Identification of the minimal bacterial 2'-deoxy-7-amido-7-deazaguanine synthesis machinery.

Yifeng Yuan1, Geoffrey Hutinet1, Jacqueline Gamboa Valera2, Jennifer Hu2, Roman Hillebrand2, Andrew Gustafson3, Dirk Iwata-Reuyl3, Peter C Dedon2,4, Valérie de Crécy-Lagard1,5.   

Abstract

The 7-deazapurine derivatives, 2'-deoxy-7-cyano-7-deazaguanosine (dPreQ0 ) and 2'-deoxy-7-amido-7-deazaguanosine (dADG) are recently discovered DNA modifications encoded by the dpd cluster found in a diverse set of bacteria. Here we identify the genes required for the formation of dPreQ0 and dADG in DNA and propose a biosynthetic pathway.
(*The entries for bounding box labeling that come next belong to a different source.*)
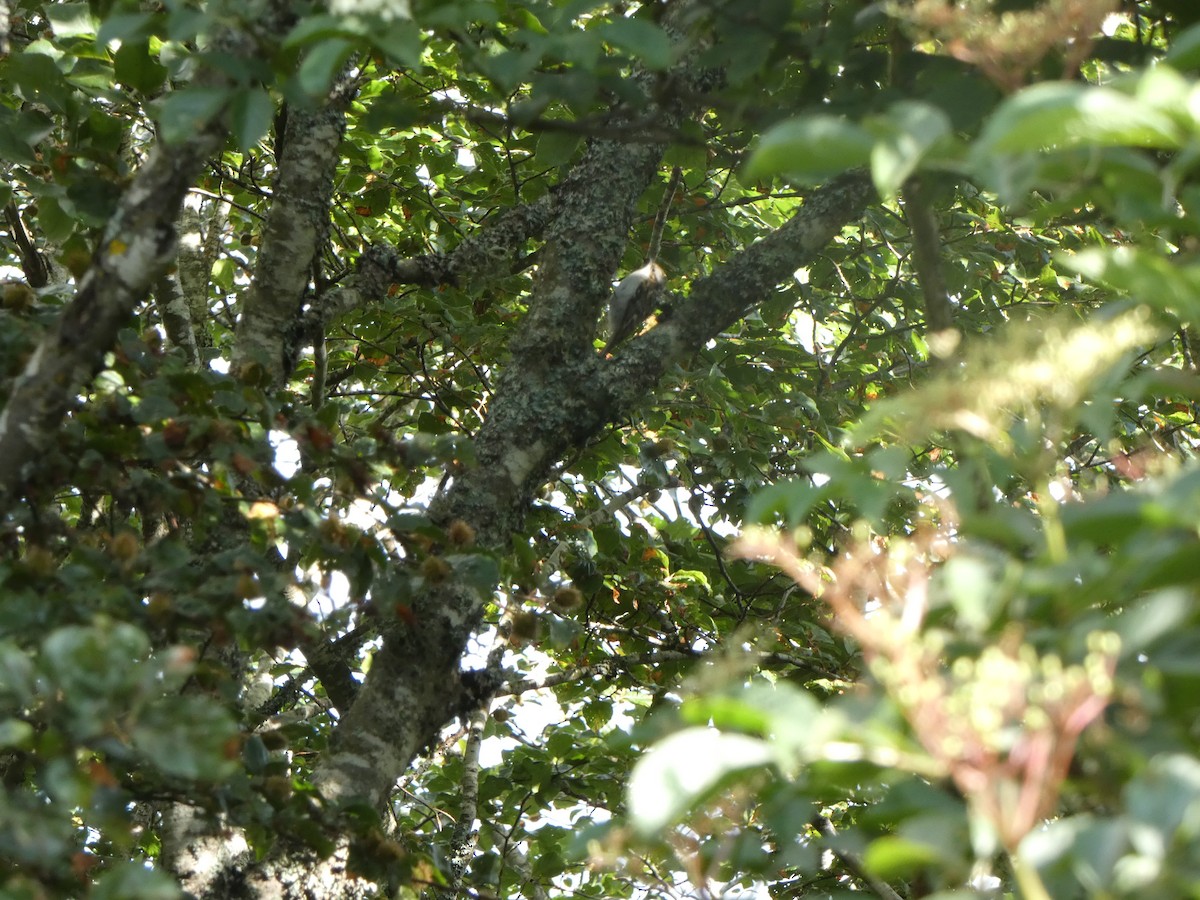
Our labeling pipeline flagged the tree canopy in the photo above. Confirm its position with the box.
[7,0,1200,900]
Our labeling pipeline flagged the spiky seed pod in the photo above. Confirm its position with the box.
[446,518,475,547]
[550,587,583,612]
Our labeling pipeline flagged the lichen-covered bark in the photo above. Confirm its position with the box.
[194,4,872,898]
[233,78,354,385]
[0,7,294,508]
[0,122,224,503]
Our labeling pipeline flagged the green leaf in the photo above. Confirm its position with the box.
[229,88,275,152]
[745,114,875,184]
[96,12,154,47]
[7,48,71,113]
[598,17,671,70]
[1163,23,1200,71]
[973,82,1183,158]
[158,88,232,144]
[863,835,940,881]
[130,696,238,781]
[113,38,167,95]
[538,131,581,168]
[870,101,952,199]
[628,728,774,835]
[88,862,184,900]
[0,719,34,750]
[296,38,354,97]
[44,2,96,38]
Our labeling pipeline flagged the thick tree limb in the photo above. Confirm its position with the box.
[233,78,354,385]
[0,7,294,506]
[904,178,954,331]
[0,132,224,502]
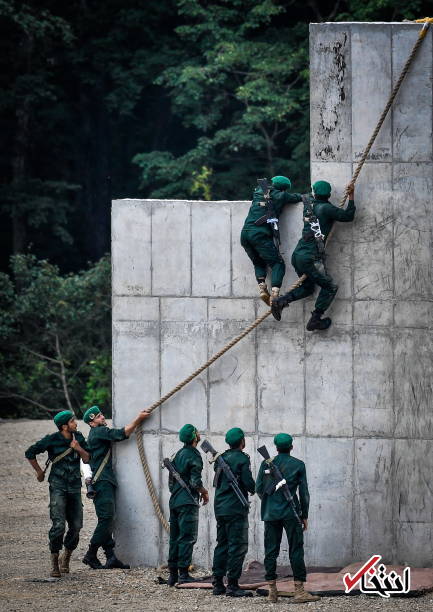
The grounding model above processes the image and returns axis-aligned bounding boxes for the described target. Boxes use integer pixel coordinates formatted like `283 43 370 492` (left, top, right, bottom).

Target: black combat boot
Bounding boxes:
307 310 332 331
167 567 179 586
104 548 130 569
83 544 104 569
212 576 226 595
271 292 293 321
179 567 197 584
226 578 253 597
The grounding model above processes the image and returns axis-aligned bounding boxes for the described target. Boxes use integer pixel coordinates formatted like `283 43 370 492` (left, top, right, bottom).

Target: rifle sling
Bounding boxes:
92 446 111 484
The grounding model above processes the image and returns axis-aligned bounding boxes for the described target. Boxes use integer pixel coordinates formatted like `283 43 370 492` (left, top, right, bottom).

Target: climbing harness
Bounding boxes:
136 22 433 531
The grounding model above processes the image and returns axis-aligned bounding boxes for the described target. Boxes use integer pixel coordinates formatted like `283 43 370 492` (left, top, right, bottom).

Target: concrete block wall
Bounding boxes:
112 23 433 566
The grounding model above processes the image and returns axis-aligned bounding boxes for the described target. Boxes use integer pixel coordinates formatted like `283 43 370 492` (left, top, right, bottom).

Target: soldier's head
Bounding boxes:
311 181 332 201
274 433 293 454
271 176 292 191
179 423 200 446
54 410 77 433
83 406 107 427
226 427 245 450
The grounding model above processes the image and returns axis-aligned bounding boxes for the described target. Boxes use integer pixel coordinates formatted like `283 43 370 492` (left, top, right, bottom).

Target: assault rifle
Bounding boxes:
200 440 250 508
254 179 281 250
162 458 199 506
257 445 302 527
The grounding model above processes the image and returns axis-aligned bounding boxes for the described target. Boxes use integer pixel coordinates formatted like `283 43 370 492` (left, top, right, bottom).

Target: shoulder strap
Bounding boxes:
92 446 111 484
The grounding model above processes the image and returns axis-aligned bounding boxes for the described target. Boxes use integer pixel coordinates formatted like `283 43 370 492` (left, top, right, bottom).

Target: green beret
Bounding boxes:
313 181 331 196
54 410 75 427
226 427 245 446
274 434 293 450
272 176 292 191
179 423 197 444
83 406 101 424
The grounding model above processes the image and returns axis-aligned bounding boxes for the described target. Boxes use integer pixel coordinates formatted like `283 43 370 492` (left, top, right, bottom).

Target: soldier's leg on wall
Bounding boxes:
212 516 228 578
284 519 307 582
65 491 83 550
90 480 115 550
48 485 67 553
178 505 198 568
264 521 283 580
227 515 248 580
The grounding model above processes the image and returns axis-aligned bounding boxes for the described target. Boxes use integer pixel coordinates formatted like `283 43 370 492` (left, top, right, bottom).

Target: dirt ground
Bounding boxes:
0 421 433 612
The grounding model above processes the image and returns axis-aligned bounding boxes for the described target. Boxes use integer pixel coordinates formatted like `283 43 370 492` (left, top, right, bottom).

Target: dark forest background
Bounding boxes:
0 0 431 417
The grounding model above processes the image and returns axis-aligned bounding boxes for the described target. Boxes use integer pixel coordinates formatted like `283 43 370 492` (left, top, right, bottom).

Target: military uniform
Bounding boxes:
273 181 355 329
168 443 203 574
25 428 88 554
87 425 128 556
241 177 302 288
212 449 255 580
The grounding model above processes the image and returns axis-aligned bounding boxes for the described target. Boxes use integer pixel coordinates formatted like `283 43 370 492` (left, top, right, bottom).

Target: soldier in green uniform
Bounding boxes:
256 433 319 603
212 427 255 597
83 406 150 569
168 424 209 586
241 176 302 306
271 181 355 331
25 410 89 578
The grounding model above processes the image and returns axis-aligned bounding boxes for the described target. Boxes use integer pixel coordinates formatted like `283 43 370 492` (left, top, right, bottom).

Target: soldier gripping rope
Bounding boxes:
83 406 150 569
201 427 255 597
25 410 89 578
241 176 302 306
256 433 320 603
271 181 355 331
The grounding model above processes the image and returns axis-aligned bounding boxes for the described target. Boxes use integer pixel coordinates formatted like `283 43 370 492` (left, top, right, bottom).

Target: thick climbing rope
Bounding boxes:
136 17 433 531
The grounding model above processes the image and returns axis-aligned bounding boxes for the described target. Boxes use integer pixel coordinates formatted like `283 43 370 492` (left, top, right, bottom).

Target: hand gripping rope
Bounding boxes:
136 17 433 531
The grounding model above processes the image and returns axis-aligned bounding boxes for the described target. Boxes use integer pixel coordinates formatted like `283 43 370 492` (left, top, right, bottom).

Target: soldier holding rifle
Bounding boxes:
25 410 89 578
201 427 255 597
256 433 319 603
The preQ0 base is a precursor that in Salmonella Montevideo, is synthesized as an intermediate in the pathway of the tRNA modification queuosine. Of the 11 genes (dpdA - dpdK) found in the S. Montevideo dpd cluster, dpdA and dpdB are necessary and sufficient to synthesize dPreQ0 , while dpdC is additionally required for dADG synthesis. Among the rest of the dpd genes, dpdE, dpdG, dpdI, dpdK, dpdD and possibly dpdJ appear to be involved in a restriction-like phenotype. Indirect competition for preQ0 base led to a model for dADG synthesis in which DpdA inserts preQ0 into DNA with the help of DpdB, and then DpdC hydrolyzes dPreQ0 to dADG. The role of DpdB is not entirely clear as it is dispensable in other dpd clusters. Our discovery of a minimal gene set for introducing 7-deazapurine derivatives in DNA provides new tools for biotechnology applications and demonstrates the interplay between the DNA and RNA modification machineries.
© 2018 John Wiley & Sons Ltd.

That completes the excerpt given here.